Wall to wall optimal transport
- Charles Doering (University of Michigan at Ann Arbor)
Abstract
How much stuff can be transported by an incompressible flow flow containing a specified amount of kinetic energy (mean square velocity) or enstrophy (mean square vorticity)? We study this problem for steady 2D flows focusing on passive tracer transport between parallel impermeable walls, employing the calculus of variations to find divergence-free velocity fields with a given intensity budget that maximize transport between the walls. The maximizing velocity fields, i.e., the optimal flows, consist of arrays of (convection-like) cells of a particular form. Results are reported in terms of the Nusselt number Nu, the convective enhancement of transport normalized by the flow-free diffusive transport, and the Péclect number Pe, the dimensionless gauge of the strength of the flow.
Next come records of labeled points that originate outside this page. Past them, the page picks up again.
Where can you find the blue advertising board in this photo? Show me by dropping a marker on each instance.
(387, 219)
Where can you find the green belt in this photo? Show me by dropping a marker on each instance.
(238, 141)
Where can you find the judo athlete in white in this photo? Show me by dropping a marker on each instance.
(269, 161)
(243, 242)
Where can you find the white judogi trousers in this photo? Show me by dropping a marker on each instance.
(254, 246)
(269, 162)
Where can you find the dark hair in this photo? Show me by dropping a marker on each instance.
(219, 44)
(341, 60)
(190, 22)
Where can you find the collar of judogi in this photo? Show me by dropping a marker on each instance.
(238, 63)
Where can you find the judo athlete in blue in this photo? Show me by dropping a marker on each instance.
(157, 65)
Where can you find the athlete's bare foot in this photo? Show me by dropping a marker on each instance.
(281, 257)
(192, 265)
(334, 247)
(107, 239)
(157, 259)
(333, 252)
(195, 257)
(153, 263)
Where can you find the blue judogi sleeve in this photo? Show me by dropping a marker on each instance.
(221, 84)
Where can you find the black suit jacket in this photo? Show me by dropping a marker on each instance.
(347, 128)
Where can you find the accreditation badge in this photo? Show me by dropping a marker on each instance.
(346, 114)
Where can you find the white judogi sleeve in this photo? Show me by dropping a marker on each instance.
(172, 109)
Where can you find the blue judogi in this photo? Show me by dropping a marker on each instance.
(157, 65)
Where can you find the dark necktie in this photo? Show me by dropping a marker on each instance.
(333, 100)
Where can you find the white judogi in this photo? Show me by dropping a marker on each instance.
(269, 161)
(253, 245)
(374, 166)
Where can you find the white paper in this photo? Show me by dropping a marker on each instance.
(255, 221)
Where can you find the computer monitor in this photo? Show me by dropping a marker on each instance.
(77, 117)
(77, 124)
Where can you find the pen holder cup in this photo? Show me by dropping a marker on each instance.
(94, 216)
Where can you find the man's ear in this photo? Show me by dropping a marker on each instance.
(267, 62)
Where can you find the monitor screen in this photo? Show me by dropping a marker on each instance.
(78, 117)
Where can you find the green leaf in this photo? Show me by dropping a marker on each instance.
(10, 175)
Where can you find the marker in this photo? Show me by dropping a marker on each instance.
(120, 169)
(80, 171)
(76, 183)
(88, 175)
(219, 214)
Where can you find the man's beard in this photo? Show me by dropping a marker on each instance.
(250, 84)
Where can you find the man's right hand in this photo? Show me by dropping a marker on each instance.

For each of the two flow intensity constraints, we also consider buoyancy-driven Rayleigh-Bénard flows with the same flow intensity constraints to see how parameter scalings for Nu (the heat transport in this context) reported in the literature compare with the bounds. We also consider the time-dependent optimal transport problems coming from Galerkin trunctions of a Rayleigh's original convection model, namely the Lorenz equations (a three Fourier-mode truncation) and another eight-mode model.
Much of this is joint work with Pedram Hassanzadeh (Berkeley/Harvard) and Gregory P. Chini (New Hampshire) published in /Journal of Fluid Mechanics /*751*, 627-662 (2014), and Andre Souza (Michigan) published in /Physics Letters A /*379*, 518-523 (2015).